The following is a brief summary of certain recent amendments to the Delaware General Corporation Law (DGCL) that are relevant to corporate practitioners in merger and acquisition (M&A) transactions. Although many of the amendments are technical in nature and do not reflect any deep substantive changes in the law, they are nonetheless worth noting. These amendments became effective August 1, 2007.

Director Voting

Section 141(d) of the DGCL governs, among other matters, board committees and the voting power of directors. Subsection (d) of Section 141 permits a certificate of incorporation to confer upon one or more directors voting powers that are greater or less than those of other directors. Subsection (d) was amended to clarify that when a certificate of incorporation confers upon directors voting powers that vary from those of other directors, such varied voting powers will also apply to any votes cast by such director in any board committee or subcommittee, unless otherwise provided in the certificate of incorporation. Accordingly, if a special committee is established to approve or make a recommendation to the board regarding a change of control transaction, M&A practitioners should take care to ensure that any unusual voting powers of the directors are carefully considered when determining which board members will serve on such committee.

Stockholder Appraisal Rights

Section 262 of the DGCL, which governs stockholder appraisal rights, was amended as set forth below. These amendments will apply to transactions consummated pursuant to agreements entered into after August 1, 2007.

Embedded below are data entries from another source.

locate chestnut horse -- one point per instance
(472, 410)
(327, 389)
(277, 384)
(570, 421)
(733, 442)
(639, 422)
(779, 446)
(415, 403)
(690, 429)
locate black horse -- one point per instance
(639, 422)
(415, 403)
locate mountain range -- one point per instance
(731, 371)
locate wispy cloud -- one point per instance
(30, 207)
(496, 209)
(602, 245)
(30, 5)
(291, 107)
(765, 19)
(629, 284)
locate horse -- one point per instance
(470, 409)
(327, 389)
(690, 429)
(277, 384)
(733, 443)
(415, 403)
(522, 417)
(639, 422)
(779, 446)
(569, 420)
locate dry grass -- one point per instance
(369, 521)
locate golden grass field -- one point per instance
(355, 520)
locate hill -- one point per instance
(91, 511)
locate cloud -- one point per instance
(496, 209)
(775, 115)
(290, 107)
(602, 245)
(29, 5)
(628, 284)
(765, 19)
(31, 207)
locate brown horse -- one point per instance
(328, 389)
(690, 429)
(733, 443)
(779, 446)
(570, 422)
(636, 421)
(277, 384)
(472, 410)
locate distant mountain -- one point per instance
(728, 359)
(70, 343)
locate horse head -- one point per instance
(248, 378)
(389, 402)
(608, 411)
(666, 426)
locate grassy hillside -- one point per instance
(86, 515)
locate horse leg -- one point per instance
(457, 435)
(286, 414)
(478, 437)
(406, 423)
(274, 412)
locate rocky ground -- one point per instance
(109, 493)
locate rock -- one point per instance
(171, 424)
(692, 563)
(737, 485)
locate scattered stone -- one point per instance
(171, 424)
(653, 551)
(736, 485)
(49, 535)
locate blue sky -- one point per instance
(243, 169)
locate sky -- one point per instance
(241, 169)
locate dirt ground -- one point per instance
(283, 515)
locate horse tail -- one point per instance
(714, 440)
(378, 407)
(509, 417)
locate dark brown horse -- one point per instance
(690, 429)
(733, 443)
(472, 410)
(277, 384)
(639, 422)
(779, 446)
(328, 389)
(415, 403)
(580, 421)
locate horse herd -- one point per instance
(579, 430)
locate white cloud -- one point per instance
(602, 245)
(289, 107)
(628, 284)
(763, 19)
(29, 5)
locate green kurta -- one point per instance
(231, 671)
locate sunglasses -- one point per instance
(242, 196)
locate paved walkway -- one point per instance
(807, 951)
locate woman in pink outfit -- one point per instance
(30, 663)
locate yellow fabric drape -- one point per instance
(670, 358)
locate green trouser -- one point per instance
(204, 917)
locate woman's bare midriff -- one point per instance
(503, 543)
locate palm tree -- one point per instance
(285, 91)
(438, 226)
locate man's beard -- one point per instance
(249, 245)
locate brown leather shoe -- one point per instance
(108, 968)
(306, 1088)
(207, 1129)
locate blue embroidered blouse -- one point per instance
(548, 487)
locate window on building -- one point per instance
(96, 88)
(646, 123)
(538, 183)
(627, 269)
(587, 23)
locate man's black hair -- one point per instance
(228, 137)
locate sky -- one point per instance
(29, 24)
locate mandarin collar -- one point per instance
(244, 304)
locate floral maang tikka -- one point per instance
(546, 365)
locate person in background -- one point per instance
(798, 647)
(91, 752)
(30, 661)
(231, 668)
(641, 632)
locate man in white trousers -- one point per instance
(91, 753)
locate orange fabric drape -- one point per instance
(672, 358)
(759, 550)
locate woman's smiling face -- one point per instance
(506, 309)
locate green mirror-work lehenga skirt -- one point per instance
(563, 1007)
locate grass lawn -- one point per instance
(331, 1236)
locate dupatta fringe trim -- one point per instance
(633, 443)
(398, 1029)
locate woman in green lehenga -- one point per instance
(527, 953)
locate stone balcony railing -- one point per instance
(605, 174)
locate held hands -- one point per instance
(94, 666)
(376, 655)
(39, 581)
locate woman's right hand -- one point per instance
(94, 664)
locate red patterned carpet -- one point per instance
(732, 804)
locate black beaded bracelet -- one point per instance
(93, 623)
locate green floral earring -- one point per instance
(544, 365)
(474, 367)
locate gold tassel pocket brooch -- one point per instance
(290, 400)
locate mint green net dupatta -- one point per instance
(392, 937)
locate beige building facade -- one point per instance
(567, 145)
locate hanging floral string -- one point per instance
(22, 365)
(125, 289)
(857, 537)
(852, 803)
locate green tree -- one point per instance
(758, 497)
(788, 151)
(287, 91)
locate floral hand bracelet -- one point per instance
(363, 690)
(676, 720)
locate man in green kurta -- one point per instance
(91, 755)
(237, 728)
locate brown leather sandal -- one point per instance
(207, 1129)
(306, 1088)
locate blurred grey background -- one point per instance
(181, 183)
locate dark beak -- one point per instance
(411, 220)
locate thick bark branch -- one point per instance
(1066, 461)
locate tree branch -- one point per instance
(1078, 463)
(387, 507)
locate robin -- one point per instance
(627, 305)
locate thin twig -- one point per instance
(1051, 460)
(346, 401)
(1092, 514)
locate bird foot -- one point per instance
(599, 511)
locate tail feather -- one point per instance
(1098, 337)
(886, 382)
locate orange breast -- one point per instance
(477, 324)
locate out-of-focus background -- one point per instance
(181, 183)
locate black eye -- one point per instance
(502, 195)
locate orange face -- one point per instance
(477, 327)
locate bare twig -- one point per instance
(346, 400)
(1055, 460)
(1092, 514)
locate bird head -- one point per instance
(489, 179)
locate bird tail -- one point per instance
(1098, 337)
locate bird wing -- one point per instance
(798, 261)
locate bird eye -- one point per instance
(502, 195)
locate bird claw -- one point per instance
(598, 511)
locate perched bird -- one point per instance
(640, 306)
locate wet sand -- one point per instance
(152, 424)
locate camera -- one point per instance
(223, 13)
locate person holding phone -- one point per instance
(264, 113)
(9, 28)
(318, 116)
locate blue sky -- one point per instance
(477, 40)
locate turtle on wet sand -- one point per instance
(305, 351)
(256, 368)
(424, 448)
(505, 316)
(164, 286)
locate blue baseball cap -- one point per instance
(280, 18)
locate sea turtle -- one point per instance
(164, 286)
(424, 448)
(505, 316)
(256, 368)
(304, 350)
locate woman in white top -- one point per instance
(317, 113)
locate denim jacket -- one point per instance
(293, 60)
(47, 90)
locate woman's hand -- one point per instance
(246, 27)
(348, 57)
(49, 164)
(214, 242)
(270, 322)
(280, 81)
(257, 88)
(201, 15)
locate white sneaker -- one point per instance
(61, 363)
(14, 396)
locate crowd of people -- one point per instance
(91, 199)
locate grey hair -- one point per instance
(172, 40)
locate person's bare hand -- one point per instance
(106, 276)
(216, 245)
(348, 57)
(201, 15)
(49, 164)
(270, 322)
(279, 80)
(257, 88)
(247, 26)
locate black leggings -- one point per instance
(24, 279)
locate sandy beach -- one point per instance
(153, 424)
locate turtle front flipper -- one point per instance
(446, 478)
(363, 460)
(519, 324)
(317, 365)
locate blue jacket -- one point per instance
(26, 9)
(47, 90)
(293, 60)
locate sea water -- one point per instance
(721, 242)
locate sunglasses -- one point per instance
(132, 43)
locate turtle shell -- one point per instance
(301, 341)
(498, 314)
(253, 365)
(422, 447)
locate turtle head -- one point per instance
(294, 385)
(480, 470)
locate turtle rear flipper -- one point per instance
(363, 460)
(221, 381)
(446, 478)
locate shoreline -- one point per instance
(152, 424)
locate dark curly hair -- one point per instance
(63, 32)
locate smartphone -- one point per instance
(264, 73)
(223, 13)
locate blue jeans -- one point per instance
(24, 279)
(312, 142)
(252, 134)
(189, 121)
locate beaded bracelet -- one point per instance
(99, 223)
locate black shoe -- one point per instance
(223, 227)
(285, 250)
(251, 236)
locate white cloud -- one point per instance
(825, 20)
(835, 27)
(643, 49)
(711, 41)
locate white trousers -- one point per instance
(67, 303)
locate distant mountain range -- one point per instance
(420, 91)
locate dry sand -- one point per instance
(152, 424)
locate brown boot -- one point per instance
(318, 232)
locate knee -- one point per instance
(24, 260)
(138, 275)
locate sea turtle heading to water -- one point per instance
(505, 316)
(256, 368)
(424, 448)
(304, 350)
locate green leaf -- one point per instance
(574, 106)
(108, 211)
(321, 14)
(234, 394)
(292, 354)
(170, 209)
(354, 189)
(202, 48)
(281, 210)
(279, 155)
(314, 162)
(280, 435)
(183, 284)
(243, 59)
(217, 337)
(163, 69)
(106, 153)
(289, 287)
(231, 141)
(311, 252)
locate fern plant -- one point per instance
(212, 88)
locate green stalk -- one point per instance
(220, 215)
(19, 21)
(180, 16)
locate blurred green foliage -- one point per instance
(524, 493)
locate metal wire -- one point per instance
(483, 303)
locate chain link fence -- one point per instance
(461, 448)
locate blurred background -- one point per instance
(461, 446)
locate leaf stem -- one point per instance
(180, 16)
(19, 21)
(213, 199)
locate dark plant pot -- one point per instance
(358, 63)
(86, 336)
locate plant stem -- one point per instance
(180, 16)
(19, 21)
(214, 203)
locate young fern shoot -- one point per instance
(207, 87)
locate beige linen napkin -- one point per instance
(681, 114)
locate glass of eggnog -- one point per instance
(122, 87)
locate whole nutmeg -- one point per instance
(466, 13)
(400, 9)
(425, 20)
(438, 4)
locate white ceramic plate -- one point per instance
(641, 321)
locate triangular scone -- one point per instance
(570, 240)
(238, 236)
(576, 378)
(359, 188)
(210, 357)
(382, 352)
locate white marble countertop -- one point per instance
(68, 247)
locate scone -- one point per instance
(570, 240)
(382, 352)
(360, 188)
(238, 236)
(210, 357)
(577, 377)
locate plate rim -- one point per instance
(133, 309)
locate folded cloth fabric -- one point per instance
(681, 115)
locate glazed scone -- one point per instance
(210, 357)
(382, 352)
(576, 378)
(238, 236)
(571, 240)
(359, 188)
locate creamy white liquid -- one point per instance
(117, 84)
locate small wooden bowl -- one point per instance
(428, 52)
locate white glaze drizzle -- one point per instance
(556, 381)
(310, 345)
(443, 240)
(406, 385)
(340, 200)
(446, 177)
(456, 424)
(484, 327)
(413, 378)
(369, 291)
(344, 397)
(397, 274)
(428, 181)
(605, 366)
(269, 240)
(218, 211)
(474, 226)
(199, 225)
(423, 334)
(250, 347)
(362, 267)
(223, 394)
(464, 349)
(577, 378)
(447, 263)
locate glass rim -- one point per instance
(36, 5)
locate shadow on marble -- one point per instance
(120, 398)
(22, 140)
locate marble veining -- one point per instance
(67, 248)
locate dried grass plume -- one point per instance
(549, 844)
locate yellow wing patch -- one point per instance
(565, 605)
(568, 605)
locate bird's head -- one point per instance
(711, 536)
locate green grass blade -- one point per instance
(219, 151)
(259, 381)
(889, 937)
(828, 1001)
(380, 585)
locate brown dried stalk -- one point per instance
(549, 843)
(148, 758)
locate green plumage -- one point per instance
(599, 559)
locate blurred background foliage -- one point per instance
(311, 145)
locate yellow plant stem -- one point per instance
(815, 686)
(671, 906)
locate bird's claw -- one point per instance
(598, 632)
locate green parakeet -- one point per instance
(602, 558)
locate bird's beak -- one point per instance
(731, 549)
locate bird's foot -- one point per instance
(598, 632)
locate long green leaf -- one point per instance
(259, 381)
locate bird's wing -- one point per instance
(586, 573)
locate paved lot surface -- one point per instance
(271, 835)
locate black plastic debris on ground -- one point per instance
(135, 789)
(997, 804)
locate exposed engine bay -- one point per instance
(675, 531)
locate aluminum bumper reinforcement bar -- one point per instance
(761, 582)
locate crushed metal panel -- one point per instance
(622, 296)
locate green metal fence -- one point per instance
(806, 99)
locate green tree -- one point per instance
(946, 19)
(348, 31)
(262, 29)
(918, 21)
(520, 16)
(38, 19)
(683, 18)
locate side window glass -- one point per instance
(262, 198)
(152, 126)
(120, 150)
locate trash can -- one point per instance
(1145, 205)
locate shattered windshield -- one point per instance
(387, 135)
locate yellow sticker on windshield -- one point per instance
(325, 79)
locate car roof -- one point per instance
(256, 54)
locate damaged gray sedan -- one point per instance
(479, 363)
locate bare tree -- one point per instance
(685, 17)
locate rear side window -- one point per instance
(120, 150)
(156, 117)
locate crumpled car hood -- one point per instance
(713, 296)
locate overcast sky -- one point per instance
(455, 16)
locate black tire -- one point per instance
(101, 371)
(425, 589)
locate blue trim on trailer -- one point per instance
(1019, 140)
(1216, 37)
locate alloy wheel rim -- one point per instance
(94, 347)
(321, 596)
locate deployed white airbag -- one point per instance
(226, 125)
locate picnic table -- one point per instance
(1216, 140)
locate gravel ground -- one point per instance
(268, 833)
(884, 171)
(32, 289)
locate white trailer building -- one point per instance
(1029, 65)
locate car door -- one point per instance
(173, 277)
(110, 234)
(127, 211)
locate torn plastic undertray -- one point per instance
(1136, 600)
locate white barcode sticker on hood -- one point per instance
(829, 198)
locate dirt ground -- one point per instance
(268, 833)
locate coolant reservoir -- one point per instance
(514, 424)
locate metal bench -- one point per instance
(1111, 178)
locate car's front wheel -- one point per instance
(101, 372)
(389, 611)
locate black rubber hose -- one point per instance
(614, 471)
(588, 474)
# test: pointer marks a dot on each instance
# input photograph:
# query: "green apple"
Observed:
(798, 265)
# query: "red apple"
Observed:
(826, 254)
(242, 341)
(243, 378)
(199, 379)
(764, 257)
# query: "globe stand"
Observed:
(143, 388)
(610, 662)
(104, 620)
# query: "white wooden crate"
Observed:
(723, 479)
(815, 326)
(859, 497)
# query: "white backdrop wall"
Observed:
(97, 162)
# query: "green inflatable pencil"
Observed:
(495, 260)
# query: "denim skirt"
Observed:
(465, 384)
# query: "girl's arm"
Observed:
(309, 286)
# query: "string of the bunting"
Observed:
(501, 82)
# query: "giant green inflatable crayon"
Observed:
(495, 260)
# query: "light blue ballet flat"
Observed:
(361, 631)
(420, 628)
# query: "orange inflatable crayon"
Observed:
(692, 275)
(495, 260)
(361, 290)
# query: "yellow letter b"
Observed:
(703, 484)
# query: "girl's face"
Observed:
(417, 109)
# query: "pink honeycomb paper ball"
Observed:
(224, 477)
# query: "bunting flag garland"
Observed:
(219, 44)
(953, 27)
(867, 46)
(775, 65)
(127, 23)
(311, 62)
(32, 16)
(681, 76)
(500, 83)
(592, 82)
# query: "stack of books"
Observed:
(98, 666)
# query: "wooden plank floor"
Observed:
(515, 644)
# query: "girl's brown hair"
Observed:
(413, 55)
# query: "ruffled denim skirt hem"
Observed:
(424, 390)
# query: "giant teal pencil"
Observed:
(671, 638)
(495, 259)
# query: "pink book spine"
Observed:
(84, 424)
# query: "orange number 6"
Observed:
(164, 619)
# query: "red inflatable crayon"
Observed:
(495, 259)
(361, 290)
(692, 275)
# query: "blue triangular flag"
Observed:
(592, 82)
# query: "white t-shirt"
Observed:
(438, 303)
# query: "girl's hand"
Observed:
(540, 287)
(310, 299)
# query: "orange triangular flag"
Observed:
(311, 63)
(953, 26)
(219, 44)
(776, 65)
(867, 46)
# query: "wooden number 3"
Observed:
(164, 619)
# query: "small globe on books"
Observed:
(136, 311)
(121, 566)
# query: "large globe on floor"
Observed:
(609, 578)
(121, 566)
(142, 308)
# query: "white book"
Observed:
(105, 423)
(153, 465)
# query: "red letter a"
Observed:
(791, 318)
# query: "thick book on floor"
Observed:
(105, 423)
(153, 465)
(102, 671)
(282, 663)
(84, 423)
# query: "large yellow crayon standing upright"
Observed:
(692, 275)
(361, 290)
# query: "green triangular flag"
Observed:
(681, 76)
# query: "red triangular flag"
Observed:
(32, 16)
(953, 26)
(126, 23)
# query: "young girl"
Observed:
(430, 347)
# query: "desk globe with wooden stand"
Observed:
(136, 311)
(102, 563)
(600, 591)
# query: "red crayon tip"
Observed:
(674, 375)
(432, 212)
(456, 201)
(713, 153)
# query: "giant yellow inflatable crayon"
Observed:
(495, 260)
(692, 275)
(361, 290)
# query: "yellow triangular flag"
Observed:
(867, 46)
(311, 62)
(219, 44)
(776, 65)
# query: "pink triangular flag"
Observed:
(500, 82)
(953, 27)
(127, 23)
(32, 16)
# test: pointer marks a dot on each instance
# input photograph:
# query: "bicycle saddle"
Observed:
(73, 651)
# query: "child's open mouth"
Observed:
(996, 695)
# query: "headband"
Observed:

  • Subsections (e) and (k) of Section 262 were amended to clarify that a stockholder who has demanded appraisal in connection with a merger or consolidation may withdraw that demand within 60 days after the effective date of the merger or consolidation so long as the stockholder has not filed a petition for appraisal in the Court of Chancery or joined any such proceeding as a named party.
  • Subsection (e) of Section 262 was amended to permit beneficial owners of shares of stock to do each of the following in their own names: file a petition for appraisal before the Court of Chancery, and request a statement of shares with respect to which demands for appraisal have been made. Prior to this amendment, petitions for appraisal could only be filed by the stockholder of record. Accordingly, holders of record (such as Cede & Co.) will no longer have to serve as a nominee petitioner in an appraisal proceeding. Note, however, that the written demand for appraisal must still be submitted to the corporation by the holder of record.
  • Subsection (h) of Section 262 was amended to establish a presumption that interest will be awarded in appraisal proceedings for the period from the effective date of the merger until the date of payment of judgment, and will compound quarterly and accrue at a rate of 5 percent over the Federal Reserve discount rate. The Court of Chancery, however, retains the discretion to depart from this presumption if good cause, such as bad faith on the part of one of the litigants, is shown. Previously, Section 262 did not state what interest rate should apply in appraisal cases. This amendment was intended to eliminate needless litigation concerning the rate of interest in these cases and the presumptive rate reflects what had become, as a practical matter, the default rate in the Court of Chancery.
  • Subsection (h) of Section 262 was also amended to clarify that in appraisal proceedings the Court of Chancery will not determine the fair value of shares on its own initiative. Appraisal proceedings are adversary proceedings, and the Court will determine the fair value of the shares in these proceedings only upon demand by the surviving corporation or the stockholder seeking appraisal.

Merger Certification

The following amendments were made to the DGCL relating to filing requirements in connection with mergers or consolidations: Several amendments to Section 251 eliminate the requirement that an agreement of merger or consolidation include a certification from the secretary or assistant secretary of the corporation to the effect that the agreement of merger or consolidation was adopted by the requisite vote of the stockholders or members, as applicable, if a certificate of merger is filed with the Delaware Secretary of State in lieu of the agreement.

  • Similar amendments were made to Section 255 regarding a merger or consolidation of domestic non-stock corporations. The certification requirement was also eliminated from Sections 252, 254, 256, 257, 258, 263 and 264 by cross-references to Sections 251 and 255.
  • An amendment to subsection (b) of Section 258 clarifies that each constituent foreign corporation must also certify the agreement of merger or consolidation in accordance with the laws under which it was formed.